Tehran’s assassination attempts can also be traced to Europe. Regime diplomat Assadollah Assadi was last year sentenced to 20 years in jail in Belgium over his role in a 2018 terrorist plot. Assadi delivered explosive material to his accomplices with the aim of bombing an Iranian opposition rally in Paris, which I attended. Had the plot not been discovered at the very last minute, hundreds of people could have been killed, including international dignitaries and many European parliamentarians.
Countries such as Turkey should expel Iranian ‘diplomats’ and intelligence agents, who may be plotting further terrorist attacks.
Another agent of the regime, Mohammed Davoudzadeh Loloei, was in 2020 sentenced to prison by a Danish court for being an accessory to the attempted murder of one or more opponents of the Iranian regime.
In order to halt the regime’s assassinations, the international community must hold the regime accountable for its terror activities. Countries such as Turkey should adopt firm policies and even pass legislation to allow them to expel Iranian “diplomats” and intelligence agents, who may be plotting further terrorist attacks. They should also consider closing down Iranian embassies until Tehran halts its terror activities. And, most importantly, they need to designate the IRGC and its proxies as terrorist organizations.

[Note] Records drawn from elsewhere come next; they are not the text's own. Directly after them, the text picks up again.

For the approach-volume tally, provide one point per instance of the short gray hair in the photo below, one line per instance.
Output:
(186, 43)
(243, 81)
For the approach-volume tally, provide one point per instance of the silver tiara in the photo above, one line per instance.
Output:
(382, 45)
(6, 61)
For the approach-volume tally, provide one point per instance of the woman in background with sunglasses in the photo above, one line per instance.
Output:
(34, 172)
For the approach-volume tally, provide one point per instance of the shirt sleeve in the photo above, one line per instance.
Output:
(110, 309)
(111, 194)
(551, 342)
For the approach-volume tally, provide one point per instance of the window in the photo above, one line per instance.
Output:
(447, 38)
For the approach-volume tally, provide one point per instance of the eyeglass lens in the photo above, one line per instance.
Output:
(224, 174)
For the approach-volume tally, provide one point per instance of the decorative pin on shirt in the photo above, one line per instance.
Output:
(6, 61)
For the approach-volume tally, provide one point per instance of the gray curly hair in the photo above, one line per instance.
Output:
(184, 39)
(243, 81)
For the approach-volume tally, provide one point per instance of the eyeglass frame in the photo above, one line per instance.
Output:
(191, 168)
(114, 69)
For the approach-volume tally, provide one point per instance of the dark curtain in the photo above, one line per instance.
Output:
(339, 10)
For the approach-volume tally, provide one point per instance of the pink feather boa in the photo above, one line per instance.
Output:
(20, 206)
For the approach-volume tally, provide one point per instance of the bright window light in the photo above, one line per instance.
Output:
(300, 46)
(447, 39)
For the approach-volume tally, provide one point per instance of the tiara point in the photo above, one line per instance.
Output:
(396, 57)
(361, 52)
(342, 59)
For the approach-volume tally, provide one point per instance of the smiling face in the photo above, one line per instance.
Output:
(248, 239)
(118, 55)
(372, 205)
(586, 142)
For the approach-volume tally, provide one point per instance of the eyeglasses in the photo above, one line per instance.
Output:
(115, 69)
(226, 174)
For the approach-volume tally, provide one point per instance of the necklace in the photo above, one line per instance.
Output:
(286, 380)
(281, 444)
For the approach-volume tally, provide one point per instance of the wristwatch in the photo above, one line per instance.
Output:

Any country that appeases the Iranian regime is making itself more vulnerable to its terror activities and assassinations. Since the establishment of the regime in 1979, it has been the modus operandi of the Iranian regime to use the territories of countries it has good relationships with to export its revolutionary principles and assassinate foreign citizens, human rights defenders and dissidents. When a foreign government pursues appeasement policies toward Tehran, it opens the door for the regime to exploit it and pursue its hard-line agenda inside that country’s borders.
The latest developments clearly show that Ankara’s close relationship with the regime has emboldened and empowered Tehran to plot assassinations on Turkish soil.
The Tehran regime must be held accountable for its frequent assassination plots on foreign soil, which ought to be considered a blatant breach of state sovereignty.